Let me know what you guys think. At the very least I want to get myself out of creative stagnation, and I think a lot of people feel the same way in the community. I want to see more real shit coming out of a very real group of people. At the same time, I can see how I'm gonna have to walk on eggshells not to blow up a happily underground community, so give me your thoughts.


----------



## bryanpaul

,,,


----------



## bryanpaul

thirtydollarbillyall said:


> Let me know what you guys think. At the very least I want to get myself out of creative stagnation, and I think a lot of people feel the same way in the community. I want to see more real shit coming out of a very real group of people. At the same time, I can see how I'm gonna have to walk on eggshells not to blow up a happily underground community, so give me your thoughts.

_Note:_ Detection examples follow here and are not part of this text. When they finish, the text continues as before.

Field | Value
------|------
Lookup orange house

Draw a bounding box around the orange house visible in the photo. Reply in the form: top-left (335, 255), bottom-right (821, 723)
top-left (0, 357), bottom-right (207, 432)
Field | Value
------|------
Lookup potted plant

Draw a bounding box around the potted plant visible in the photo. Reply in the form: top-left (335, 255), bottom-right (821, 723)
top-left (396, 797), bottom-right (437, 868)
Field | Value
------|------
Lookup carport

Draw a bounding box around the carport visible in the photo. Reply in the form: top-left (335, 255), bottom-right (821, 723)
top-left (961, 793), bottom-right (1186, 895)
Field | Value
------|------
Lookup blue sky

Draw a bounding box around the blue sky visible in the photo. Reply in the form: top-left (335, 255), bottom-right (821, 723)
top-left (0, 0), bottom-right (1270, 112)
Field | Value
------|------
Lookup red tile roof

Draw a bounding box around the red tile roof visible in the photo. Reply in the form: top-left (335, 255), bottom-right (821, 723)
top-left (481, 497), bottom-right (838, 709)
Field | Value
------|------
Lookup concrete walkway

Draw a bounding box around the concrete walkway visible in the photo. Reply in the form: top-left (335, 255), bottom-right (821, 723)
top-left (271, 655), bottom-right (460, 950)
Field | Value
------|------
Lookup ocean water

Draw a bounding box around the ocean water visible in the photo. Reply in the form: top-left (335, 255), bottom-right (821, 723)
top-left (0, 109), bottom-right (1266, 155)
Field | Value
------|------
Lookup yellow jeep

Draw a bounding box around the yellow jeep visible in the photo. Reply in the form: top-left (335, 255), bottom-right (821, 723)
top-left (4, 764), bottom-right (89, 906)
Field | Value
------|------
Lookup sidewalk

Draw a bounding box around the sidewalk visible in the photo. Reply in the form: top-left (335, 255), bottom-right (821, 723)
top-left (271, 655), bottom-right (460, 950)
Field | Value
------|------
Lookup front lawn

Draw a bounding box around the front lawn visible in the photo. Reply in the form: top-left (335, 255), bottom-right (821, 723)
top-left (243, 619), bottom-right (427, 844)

definitely is a lack of music art and stories on here.....i suck at stories and art and music sooo....not much to offer here.....but that would be a cool way to do a website, to focus more on the stories and culture and pictures and ideas and whatnot ...than on the actual specifics on how to go about it..seems like between digihitch and StP and travelershq there's enough threads about how to hold your thumb out and what the best tent/tarp/boots/sleepin bag is//........................i dont fuckin know i'm sorry....ramble ramble


----------



## Raging Bird

You apologize too much man lol, it's good feedback. The map idea is fucking brilliant too, I'm looking into it right now.


----------



## jake4569

bryanpaul said:


> definitely is a lack of music art and stories on here.....i suck at stories and art and music sooo....not much to offer here.....but that would be a cool way to do a website, to focus more on the stories and culture and pictures and ideas and whatnot ...than on the actual specifics on how to go about it..seems like between digihitch and StP and travelershq there's enough threads about how to hold your thumb out and what the best tent/tarp/boots/sleepin bag is//........................i dont fuckin know i'm sorry....ramble ramble


I loved your story about your first time train hopping i think it was you atleast lol.. You started in northen cali and went south i believe, how you left your pack behind and you came back and some girl set it up like someone was sleeping in those bags. A good read just sayin.


----------



## saje2u

bryanpaul said:


> yeah, but it would be neat to see a google maps ("powered)? thing where you could visualise where folks are and update it when you change locales....that way folks dont have to look at everyones profile to see where they are, they could just look at the map and be like "hey, i seen your in lawrence KS, i just got here, wanna hang out"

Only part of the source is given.